Hace poco, Anthropic presentaba con orgullo su creación, una IA inspirada en Mythos, prometiendo un sistema capaz de realizar tareas complejas como razonamiento o programación. Sin embargo, lo que parecía ser un avance sin precedentes se ha convertido rápidamente en una polémica. El usuario conocido como Pliny the Liberator logró burlar las medidas de seguridad del sistema utilizando técnicas ingeniosas de jailbreaking. Combinaciones de caracteres especiales y reformulaciones astutas fueron suficientes para sortear las barreras.
¿Estamos ante un problema real de seguridad?

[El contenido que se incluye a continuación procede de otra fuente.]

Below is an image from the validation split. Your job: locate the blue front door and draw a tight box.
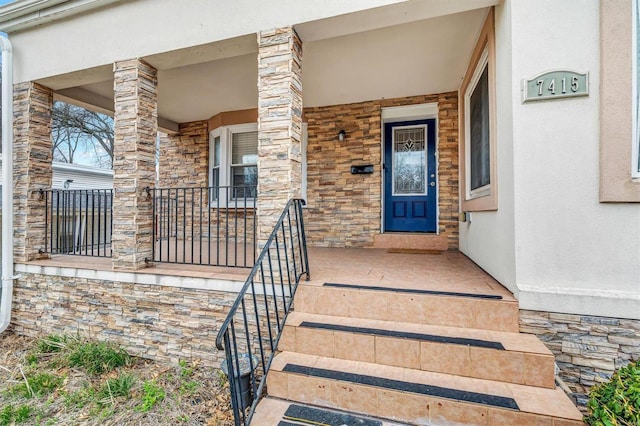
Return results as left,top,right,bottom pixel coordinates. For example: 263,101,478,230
384,119,437,232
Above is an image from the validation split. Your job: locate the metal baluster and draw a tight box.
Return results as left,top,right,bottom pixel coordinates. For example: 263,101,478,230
260,262,275,352
267,250,280,332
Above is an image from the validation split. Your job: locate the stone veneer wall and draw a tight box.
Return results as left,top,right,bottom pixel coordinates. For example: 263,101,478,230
304,92,458,249
158,92,458,249
520,310,640,409
13,82,53,262
158,120,209,188
12,273,237,367
111,59,158,270
257,27,302,248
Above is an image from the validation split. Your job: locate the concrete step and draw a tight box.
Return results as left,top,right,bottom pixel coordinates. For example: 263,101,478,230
373,232,449,251
278,311,555,389
267,352,583,426
295,282,518,333
251,398,401,426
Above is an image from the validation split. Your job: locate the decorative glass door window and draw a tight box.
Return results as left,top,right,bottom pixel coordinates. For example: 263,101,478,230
393,126,427,195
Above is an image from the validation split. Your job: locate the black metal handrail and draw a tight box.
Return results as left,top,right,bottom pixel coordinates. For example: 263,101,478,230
216,199,309,425
39,189,113,257
146,186,257,268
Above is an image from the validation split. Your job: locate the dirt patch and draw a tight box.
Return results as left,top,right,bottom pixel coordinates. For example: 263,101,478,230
0,332,233,426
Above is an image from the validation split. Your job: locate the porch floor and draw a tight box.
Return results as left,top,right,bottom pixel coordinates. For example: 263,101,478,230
304,248,516,300
29,247,516,301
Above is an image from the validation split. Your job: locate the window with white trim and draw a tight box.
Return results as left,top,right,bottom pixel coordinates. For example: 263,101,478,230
209,123,258,205
464,47,491,199
631,0,640,178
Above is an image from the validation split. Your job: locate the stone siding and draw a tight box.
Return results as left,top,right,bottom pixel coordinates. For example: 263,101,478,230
257,27,302,249
12,273,242,367
111,59,158,270
520,310,640,409
304,92,458,250
157,121,209,188
13,82,53,262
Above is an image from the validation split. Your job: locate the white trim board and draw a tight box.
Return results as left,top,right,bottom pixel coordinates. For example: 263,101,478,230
517,285,640,320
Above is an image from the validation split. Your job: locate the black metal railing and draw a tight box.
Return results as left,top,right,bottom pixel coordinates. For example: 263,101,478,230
146,186,256,267
40,189,113,257
216,199,309,425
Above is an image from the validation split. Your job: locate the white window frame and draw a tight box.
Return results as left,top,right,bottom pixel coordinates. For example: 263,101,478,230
631,0,640,179
209,123,258,208
464,46,493,200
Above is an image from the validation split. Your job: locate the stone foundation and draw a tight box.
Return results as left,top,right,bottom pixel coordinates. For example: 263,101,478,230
520,310,640,408
12,272,237,367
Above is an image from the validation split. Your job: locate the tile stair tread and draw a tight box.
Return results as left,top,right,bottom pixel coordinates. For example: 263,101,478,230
271,352,582,421
251,397,403,426
286,311,553,356
300,277,518,303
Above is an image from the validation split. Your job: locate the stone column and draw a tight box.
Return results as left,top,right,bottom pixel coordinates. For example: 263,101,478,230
257,27,302,246
111,59,158,270
13,82,53,262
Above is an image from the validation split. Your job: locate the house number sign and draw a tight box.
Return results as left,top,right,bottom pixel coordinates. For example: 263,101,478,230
524,70,589,102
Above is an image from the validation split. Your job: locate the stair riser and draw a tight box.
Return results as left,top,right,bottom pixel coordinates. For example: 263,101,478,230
278,326,555,389
295,285,518,333
267,371,582,426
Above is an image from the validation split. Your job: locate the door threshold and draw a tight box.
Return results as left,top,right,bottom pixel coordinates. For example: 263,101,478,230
373,232,449,251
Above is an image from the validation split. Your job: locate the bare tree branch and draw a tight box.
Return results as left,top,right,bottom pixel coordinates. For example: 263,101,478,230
51,101,114,167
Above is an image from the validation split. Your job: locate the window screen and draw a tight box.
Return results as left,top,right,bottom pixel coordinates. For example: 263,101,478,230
469,65,491,191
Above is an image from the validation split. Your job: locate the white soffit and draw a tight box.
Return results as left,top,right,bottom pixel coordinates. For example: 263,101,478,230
295,0,500,43
302,9,486,106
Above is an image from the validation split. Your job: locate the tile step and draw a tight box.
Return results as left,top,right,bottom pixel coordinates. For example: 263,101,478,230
295,283,519,333
267,352,582,426
373,232,449,250
251,397,402,426
278,311,555,389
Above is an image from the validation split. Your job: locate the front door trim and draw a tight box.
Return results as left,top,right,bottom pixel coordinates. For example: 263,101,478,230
380,102,440,235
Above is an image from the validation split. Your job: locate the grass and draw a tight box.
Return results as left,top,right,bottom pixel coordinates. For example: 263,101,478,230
9,372,64,398
0,405,33,426
68,342,131,374
0,333,233,426
137,380,167,413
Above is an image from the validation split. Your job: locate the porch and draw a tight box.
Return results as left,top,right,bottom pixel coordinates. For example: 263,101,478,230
15,241,581,425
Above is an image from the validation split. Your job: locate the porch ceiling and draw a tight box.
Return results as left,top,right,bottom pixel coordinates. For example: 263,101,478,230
41,0,496,126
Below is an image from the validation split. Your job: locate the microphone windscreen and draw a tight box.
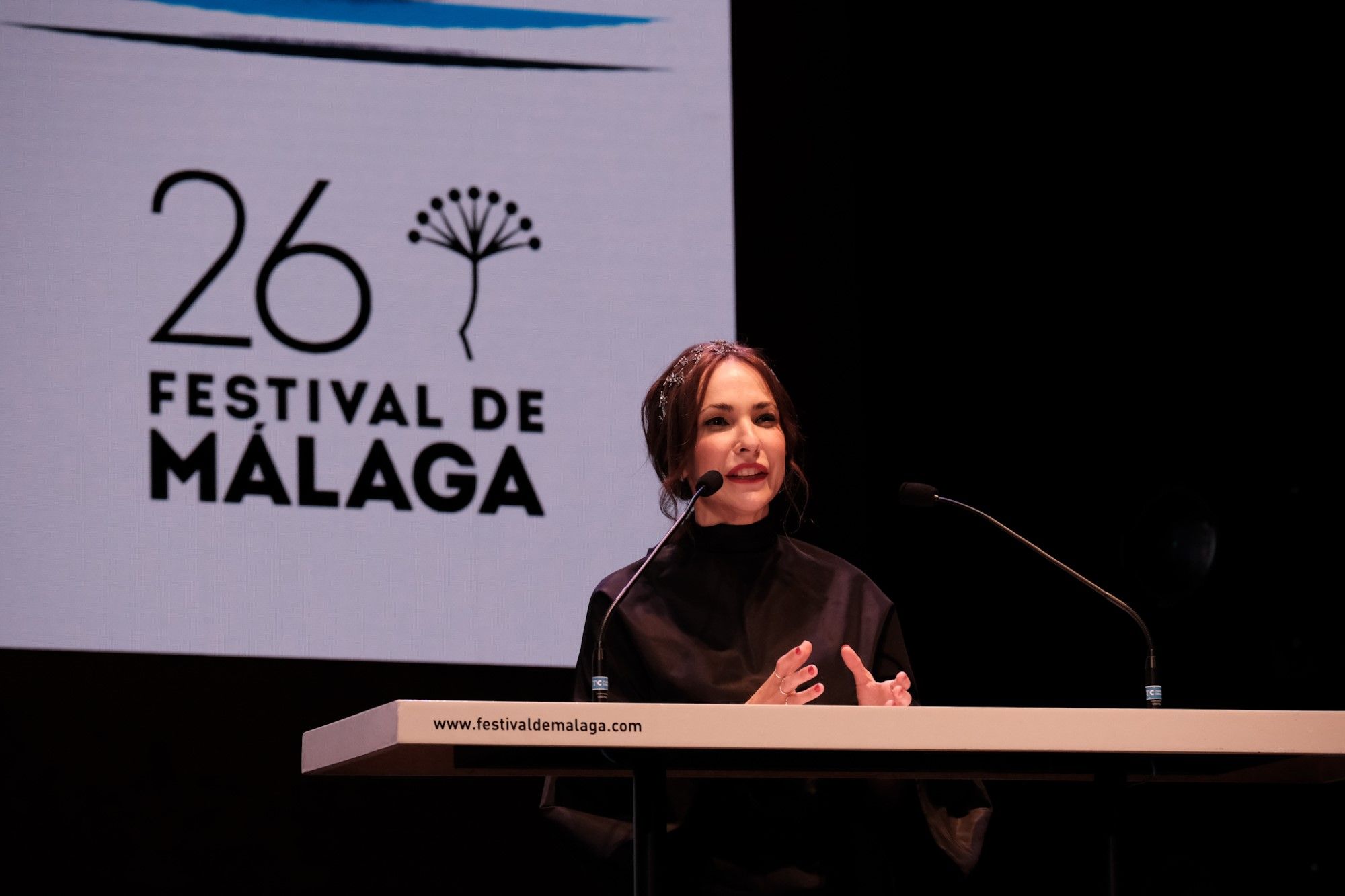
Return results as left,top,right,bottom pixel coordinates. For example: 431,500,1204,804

En su publicación en la red social X, Pliny compartió cómo utilizó caracteres Unicode y una versión modificada de otro modelo anterior para engañar al sistema. A pesar de que Anthropic asegura haber implementado nuevos mecanismos para detectar intentos de jailbreak, estos resultados sugieren que siempre habrá alguien dispuesto a encontrar la forma de sortear cualquier protección.
A medida que esta controversia avanza, también crece la preocupación entre desarrolladores e investigadores sobre la falta de transparencia en las limitaciones impuestas por Anthropic. Muchos critican que estas restricciones pueden hacer más daño que bien, especialmente cuando hablamos del campo tan delicado como es la ciberseguridad.
El caso Claude Fable 5 nos plantea una pregunta crucial: ¿cómo podemos disfrutar del progreso tecnológico sin poner en riesgo nuestra seguridad? Aunque algunos ven este lanzamiento como un equilibrio entre capacidad y protección, los hechos recientes demuestran que la carrera entre quienes crean sistemas seguros y aquellos que buscan vulnerarlos está más viva que nunca.